[Haskell-cafe] ordNub

Wed Oct 16 17:32:32 UTC 2013

On 16/10/13 17:46, Yitzchak Gale wrote:
> On Sun, Oct 13, 2013 at 6:25 PM, Niklas Hambüchen <mail at nh2.me> wrote:
>> ordNub behaves has the same behaviour as nub, while (Set.toList .
>> Set.fromList) doesn't.
> 
> Perhaps you mean that they produce exactly the same
> output when fully evaluated. But I doubt that their behavior
> is *exactly* the same in every aspect. Given the differences
> in strictness between sets and lists, can you prove that
> nub and nubOrd have *exactly* the same strictness properties
> in every possible case?

Yes. The elements are are evaluated in the same order as in `nub`.
We can see that by comparing the implementations.

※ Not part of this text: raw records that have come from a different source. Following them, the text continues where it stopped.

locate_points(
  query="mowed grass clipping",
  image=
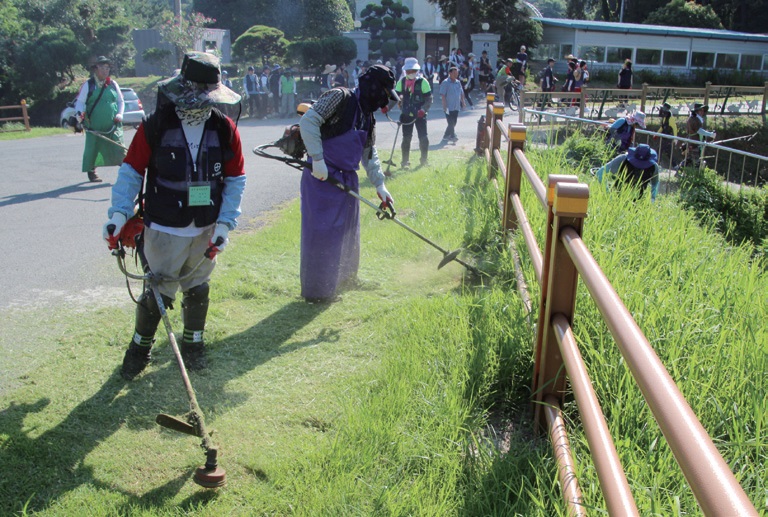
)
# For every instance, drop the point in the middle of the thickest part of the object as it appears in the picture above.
(382, 404)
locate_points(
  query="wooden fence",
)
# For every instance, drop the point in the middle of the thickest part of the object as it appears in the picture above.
(605, 103)
(557, 360)
(24, 116)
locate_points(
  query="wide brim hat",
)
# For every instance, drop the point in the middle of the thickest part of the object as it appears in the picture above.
(699, 106)
(383, 77)
(411, 63)
(638, 118)
(641, 156)
(100, 60)
(198, 83)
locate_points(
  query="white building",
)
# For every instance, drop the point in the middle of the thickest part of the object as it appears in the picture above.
(660, 48)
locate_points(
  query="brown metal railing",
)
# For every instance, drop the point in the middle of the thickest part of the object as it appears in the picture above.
(557, 359)
(24, 116)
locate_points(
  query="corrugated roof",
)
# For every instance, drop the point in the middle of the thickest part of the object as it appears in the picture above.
(657, 30)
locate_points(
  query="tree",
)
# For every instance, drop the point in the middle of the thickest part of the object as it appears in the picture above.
(296, 18)
(259, 43)
(326, 18)
(504, 17)
(682, 13)
(48, 61)
(314, 54)
(184, 33)
(551, 8)
(391, 34)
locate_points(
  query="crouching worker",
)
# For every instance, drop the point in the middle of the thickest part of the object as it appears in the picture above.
(637, 168)
(621, 134)
(190, 157)
(339, 132)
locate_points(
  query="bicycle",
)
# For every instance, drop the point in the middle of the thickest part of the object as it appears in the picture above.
(512, 93)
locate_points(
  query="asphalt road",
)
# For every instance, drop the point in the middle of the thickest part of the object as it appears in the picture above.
(52, 249)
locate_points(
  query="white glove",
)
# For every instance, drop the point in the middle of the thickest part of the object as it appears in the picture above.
(319, 169)
(117, 221)
(384, 194)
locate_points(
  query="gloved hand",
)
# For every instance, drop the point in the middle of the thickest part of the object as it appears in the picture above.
(384, 194)
(115, 224)
(218, 241)
(319, 169)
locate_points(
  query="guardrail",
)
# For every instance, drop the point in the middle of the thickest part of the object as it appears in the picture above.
(734, 165)
(556, 355)
(604, 103)
(24, 116)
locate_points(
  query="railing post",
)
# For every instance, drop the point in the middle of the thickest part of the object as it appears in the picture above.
(567, 200)
(707, 87)
(498, 115)
(517, 134)
(25, 114)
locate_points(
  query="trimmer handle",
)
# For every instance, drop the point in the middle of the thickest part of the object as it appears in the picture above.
(209, 253)
(386, 211)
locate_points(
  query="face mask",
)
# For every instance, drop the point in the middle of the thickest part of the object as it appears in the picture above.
(194, 117)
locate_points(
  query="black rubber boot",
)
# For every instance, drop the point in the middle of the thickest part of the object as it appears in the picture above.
(136, 358)
(138, 355)
(405, 148)
(194, 312)
(424, 148)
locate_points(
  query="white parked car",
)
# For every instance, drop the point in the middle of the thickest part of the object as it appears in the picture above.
(132, 114)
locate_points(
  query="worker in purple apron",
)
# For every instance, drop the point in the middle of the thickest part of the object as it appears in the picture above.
(339, 132)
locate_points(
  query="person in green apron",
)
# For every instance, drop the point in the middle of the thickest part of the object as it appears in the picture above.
(100, 107)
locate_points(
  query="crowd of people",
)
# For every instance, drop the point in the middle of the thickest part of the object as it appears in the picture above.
(184, 175)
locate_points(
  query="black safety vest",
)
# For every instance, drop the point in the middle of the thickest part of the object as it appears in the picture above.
(172, 170)
(413, 101)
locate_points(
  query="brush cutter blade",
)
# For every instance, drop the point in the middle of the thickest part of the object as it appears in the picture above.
(210, 478)
(448, 257)
(176, 424)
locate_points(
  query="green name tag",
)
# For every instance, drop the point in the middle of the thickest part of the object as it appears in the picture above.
(199, 195)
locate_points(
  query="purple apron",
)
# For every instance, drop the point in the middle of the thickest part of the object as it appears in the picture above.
(330, 218)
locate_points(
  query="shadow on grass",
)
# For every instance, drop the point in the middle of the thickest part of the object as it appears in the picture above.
(40, 468)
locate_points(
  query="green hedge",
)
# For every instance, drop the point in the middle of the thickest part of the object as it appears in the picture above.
(740, 213)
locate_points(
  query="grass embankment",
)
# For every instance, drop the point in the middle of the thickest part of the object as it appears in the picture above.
(376, 405)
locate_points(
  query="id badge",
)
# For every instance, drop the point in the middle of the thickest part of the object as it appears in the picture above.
(199, 194)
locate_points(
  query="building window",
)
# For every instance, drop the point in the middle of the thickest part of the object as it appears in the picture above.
(592, 54)
(647, 56)
(702, 60)
(675, 58)
(750, 62)
(727, 60)
(618, 54)
(544, 52)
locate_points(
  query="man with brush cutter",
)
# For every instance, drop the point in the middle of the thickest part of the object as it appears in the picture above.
(190, 156)
(339, 132)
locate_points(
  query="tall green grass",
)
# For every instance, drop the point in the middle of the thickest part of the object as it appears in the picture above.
(411, 395)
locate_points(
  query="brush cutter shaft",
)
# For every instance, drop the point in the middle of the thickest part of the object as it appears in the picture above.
(196, 412)
(101, 135)
(386, 215)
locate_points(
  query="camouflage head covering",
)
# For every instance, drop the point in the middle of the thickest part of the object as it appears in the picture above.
(198, 83)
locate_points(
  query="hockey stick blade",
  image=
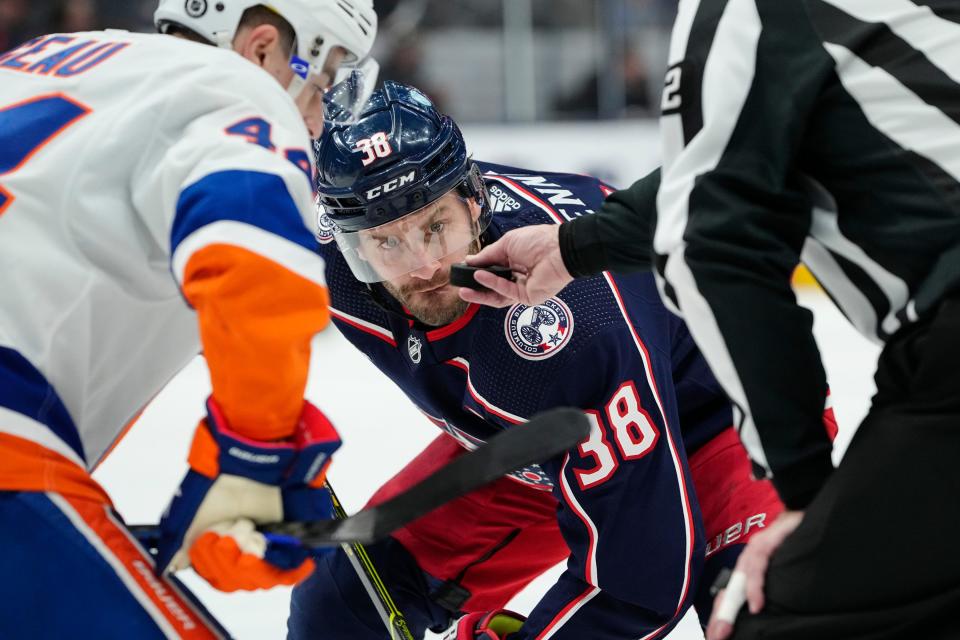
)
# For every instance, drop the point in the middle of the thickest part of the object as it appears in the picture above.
(546, 435)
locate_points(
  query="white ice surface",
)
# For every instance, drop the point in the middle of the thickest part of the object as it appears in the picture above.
(381, 431)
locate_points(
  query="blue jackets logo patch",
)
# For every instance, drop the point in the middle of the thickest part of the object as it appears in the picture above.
(539, 332)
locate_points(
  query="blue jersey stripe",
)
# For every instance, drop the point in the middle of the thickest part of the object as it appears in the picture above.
(255, 198)
(25, 390)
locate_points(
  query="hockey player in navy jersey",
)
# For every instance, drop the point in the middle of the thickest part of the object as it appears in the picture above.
(401, 202)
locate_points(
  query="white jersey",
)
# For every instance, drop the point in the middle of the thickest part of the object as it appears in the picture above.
(124, 159)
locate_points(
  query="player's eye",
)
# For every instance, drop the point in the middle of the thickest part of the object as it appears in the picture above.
(388, 243)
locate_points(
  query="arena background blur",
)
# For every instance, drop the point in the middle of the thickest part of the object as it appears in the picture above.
(565, 85)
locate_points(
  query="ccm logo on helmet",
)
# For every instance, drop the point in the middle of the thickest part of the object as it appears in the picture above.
(391, 185)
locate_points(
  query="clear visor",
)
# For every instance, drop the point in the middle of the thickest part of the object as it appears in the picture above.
(335, 93)
(420, 243)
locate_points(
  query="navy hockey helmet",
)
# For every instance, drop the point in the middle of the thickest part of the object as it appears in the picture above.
(401, 157)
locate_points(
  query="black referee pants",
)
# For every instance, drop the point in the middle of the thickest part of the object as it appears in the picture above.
(877, 555)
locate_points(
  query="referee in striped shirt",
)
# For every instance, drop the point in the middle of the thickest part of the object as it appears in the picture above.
(826, 131)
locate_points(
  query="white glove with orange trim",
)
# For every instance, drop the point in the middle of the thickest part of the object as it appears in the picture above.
(234, 482)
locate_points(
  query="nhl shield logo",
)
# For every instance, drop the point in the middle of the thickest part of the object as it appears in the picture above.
(196, 8)
(541, 331)
(325, 228)
(414, 349)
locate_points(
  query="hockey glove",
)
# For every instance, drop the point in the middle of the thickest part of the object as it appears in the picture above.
(487, 625)
(234, 482)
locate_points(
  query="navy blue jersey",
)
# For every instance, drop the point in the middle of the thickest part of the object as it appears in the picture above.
(605, 344)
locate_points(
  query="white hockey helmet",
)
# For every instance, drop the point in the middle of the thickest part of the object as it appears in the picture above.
(320, 25)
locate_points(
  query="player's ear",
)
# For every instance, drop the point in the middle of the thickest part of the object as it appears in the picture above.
(261, 45)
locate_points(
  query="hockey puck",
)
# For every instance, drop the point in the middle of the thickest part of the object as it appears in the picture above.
(461, 275)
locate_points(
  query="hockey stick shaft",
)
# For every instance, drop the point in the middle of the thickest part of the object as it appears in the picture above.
(356, 553)
(546, 435)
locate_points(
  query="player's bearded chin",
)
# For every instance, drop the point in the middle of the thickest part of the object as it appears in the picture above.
(434, 309)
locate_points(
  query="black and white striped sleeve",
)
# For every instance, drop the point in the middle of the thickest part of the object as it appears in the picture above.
(732, 219)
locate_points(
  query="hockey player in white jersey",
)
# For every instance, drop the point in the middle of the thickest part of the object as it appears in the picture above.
(155, 202)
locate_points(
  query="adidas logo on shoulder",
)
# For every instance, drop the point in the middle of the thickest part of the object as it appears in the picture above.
(501, 200)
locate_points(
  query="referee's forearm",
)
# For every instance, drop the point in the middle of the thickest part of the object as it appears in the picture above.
(619, 237)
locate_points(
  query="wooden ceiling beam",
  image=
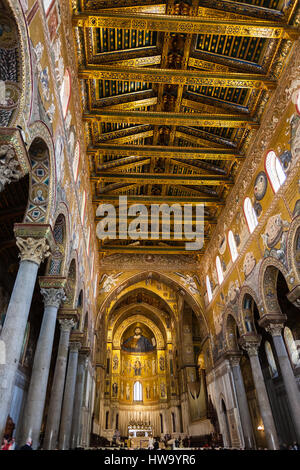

If you have objects that need not be fully evaluated to use (==) on
them, and need not fully evaluated *in a different way* when using
`compare` on them, then of course the strictness properties are different.
That is why one function has "Eq a =>" and the other one "Ord a =>" at
the front.

>> ...ordNub is *always* faster than nub, even for singleton lists.
> 
> This is also a claim that I doubt. You say that you tested the
> case of singletons. How about this:
> 
> 2 : replicate 100000 1 ++ [3]
> 
> Well, you could optimize for that by having nubOrd squeeze
> runs of of equal elements in the input. But then how about
> something like this:
> 
> [3,2,1] ++ take 100000 (cycle [3,2,1]) ++ [4]
> 
> Or variations on that, cycling some other fairly small number of
> elements. Set containers must do extra comparisons, whereas
> the of cost running down the first few hundred elements of a linked
> list (as long as the compiler fuses the iteration down to a tight
> loop in the output code and you remain within the cache) is near zero.
> How could nubOrd be as fast as ord in these kinds of cases?

I make the following, really cool proposal:

* You add your test cases that you just mentioned to the benchmark list
in "ordnub.hs"
* run `cabal build`
* run `dist/build/ordnub/ordnub -o report.html`.

Then you will see that ordNub is, indeed, faster.

> (as long as the compiler fuses the iteration down to a tight
> loop in the output code and you remain within the cache)

Even though a list is conceptually simpler than a set, a list node and a
set node are not that different (as I explained in the last email).
Both have a content and a pointer to the next node. The only difference
is that the Set node is optimised with strictness and unboxing, and the
list one is not.

> The only advantage of nubOrd
> is for very large lists where the complexity advantage overtakes
> the excellent constants of nub to provide better speed.

Sorry, I think this is absolutely invented.

What "excellent constants" do you mean?

How large are "very large lists"? I find lists of length 1000 a very
common case. An `n log2 n` algorithm is already 100 times faster on
those than an n² one.

I do not dispute that there exist n² algorithms that are faster than
others with better complexity for small inputs.

nub is not one of them.